Understanding ordered pairs is crucial because it allows us to identify how elements are paired with each other. For example, in the set \( S = \{(a, 2), (a, 3), (b, 5), (-b, 7)\} \), the first element of each pair is considered the input, and the second element is the output.

• The first element, or input, can be any value such as numbers, symbols, or letters.
• The second element, or output, reflects the result connected to that specific input.

Ordered pairs are foundational in defining relationships between datasets, especially in functions.

Mapping is the process of connecting inputs to outputs. In mathematics, understanding how each input corresponds to an output is critical in determining whether a relationship constitutes a function.
Imagine a vending machine. You press a button (input), and a snack drops down (output). In a perfect world, each button should correspond to exactly one snack. Similarly, in math, each input should point to exactly one output.

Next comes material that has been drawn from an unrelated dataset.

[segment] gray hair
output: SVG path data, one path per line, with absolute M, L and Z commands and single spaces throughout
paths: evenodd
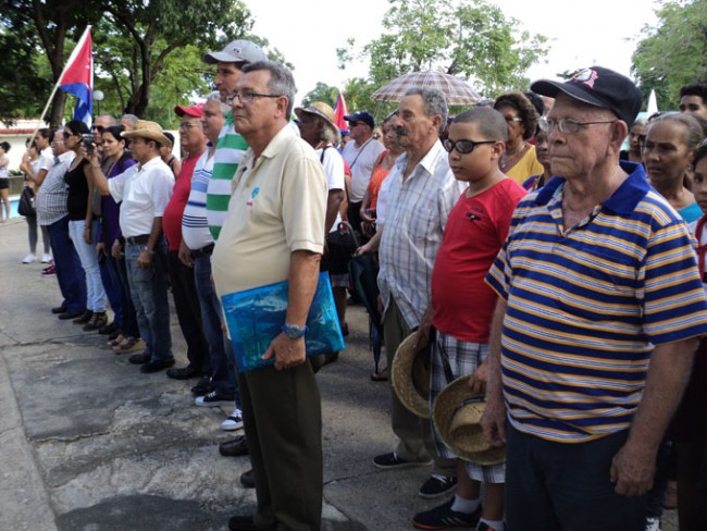
M 270 72 L 270 82 L 268 82 L 268 89 L 271 91 L 271 94 L 276 94 L 278 96 L 284 96 L 287 98 L 286 119 L 289 120 L 289 116 L 293 113 L 293 109 L 295 108 L 295 92 L 297 92 L 293 73 L 283 64 L 276 63 L 274 61 L 256 61 L 253 63 L 244 64 L 240 69 L 240 72 L 247 74 L 248 72 L 258 72 L 260 70 L 266 70 Z
M 436 88 L 429 87 L 414 87 L 405 92 L 406 96 L 420 96 L 422 98 L 422 107 L 427 118 L 442 116 L 439 123 L 439 133 L 442 133 L 447 125 L 447 100 L 444 94 Z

• If two inputs lead to the same output, it is still consistent with the mapping rules.
• However, a single input cannot lead to multiple outputs while being considered a function.

Examining our set \(S = \{(a, 2), (a, 3), (b, 5), (-b, 7)\}\), notice that the input \(a\) leads to both outputs 2 and 3. This inconsistency prevents \(S\) from being a function.

In algebra, a function is a special type of relationship between inputs and outputs. For a set of ordered pairs to qualify as a function, each input must map to exactly one output.
Here are some important points about functions:

• A function can have different inputs leading to the same output.
• However, no single input can correspond to more than one distinct output.
• When plotting on a graph, a vertical line should intersect a curve at most once if it represents a function. This is known as the vertical line test.

With our example set \(S = \{(a, 2), (a, 3), (b, 5), (-b, 7)\}\), we find that since the input \(a\) maps to both 2 and 3, this set violates the rule that defines a function. Consequently, \(S\) is not a function.